Processo su trattativa non sarebbe mai dovuto iniziare, giustizia usata per altri obiettivi”, parla l’avvocato Manes

 

 

La storia non si lascia giudicare in un aula di giustizia, perché il processo penale ha ad oggetto fatti ricostruiti secondo prove, ed accertati al di là di ogni ragionevole dubbio”, afferma l’avvocato Vittorio Manes che ha assistito in Cassazione il generale Mario Mori insieme a Basilio Milio ed il colonnello Giuseppe De Donno insieme a Francesco Romito.

Avvocato Manes, pensa che sia stata una forzatura far entrare quanto accaduto in quegli anni nel codice penale?
Si è inteso portare in giudizio la storia, sostituendosi agli storici, secondo una molto opinabile ipotesi ricostruttiva che poi è diventata una martellante narrazione mediatica, frutto di congetture, suggestioni, supposizioni, dietrologie complottistiche, teoremi. I fatti, con la loro esasperante ostinatezza, sono sempre gli argomenti più testardi, ed alla fine hanno prevalso – anche grazie al notevole lavoro dei colleghi sia dalla fase di merito – smentendo la grande narrazione della trattativa tra le istituzioni dello Stato e Cosa nostra.

In questa vicenda il processo penale ha allora avuto altri fini?
Nel processo Trattativa, ciò che sorprende, o inquieta, e l’utilizzo della giustizia penale come strumento di scopo, per arrivare ad un certo risultato, assumendo che un determinato accadimento sia – per qualche convincimento personale – meritevole di censura per poi ricercare una qualche fattispecie penale che sia utile allo scopo, utilizzandola come una specie di ‘guache’ dilatata ed adattata per aggiungere il risultato che si intende perseguire.

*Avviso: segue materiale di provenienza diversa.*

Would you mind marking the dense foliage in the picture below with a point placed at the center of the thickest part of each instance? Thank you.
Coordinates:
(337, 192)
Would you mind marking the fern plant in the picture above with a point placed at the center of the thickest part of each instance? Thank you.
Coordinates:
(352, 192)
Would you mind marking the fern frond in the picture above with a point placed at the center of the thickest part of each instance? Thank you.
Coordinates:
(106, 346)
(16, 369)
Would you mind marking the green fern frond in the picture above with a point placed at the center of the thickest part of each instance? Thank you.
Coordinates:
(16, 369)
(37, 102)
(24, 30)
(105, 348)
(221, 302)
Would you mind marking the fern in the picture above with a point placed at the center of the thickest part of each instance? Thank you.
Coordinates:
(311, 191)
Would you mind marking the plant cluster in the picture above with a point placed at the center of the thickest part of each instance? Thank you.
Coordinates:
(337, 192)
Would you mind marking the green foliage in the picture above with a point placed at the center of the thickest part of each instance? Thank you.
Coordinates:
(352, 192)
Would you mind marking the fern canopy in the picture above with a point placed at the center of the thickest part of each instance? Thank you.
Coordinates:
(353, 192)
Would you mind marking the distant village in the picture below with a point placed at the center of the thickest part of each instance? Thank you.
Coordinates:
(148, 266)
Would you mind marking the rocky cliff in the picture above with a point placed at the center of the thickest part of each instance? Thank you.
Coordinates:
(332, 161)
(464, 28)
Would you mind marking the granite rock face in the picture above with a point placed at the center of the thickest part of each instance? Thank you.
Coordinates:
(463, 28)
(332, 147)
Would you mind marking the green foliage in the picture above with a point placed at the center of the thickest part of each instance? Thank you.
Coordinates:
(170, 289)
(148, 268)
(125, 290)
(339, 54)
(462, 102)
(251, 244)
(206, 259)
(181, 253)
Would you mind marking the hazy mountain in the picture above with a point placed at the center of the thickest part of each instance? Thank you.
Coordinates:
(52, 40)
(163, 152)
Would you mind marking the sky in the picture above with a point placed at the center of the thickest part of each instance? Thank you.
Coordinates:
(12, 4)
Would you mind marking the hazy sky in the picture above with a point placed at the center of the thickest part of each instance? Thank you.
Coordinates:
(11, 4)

E mi riferisco proprio alla contestazione dell’articolo 338 del codice penale. Ma l’interpretazione e l’applicazione delle norme penali non è il letto di Procuste, altrimenti diventa un esperimento di anarchia giuridica. In altri termini, Questo modo di procedere rispecchia un rovesciamento metodologico ed epistemologico rispetto alle logica consueta e corretta del processo penale, che dovrebbe sempre partire da un fatto precisamente riconducibile ad una fattispecie punitiva per verificarne, scrupolosamente, la consistenza probatoria.

Un tema questo già affrontato dal professor Giovanni Fiandaca.
Si. Fiandaca, grande maestro del diritto penale, lo aveva avvertito con la consueta lucidità e rigore, e alla fine credo che la Cassazione gli abbia dato ascolto. Se si ribalta questa logica il giudice – e prima di lui il pubblico ministero – si sostituisce alla legge, piegandola ai propri fi ni. Ed è l’eclissi della separazione dei poteri e dello stato di diritto.

Comunque non si può non essere soddisfatti per l’esito del processo.
Sembrerebbe un lieto fine, ma c’è ben poco di lieto e, temo, non sarà la fine di questa storia, che proseguirà in altre forme visto che si sono già levate le prime voci critiche che – paradossalmente – rivendicano solo adesso la diversità dei criteri di giudizio tra diritto penale e ricostruzione storica. Proprio per questa ragione un processo come questo non sarebbe mai dovuto iniziare, in uno stato di diritto rispettoso delle regole e ai principi.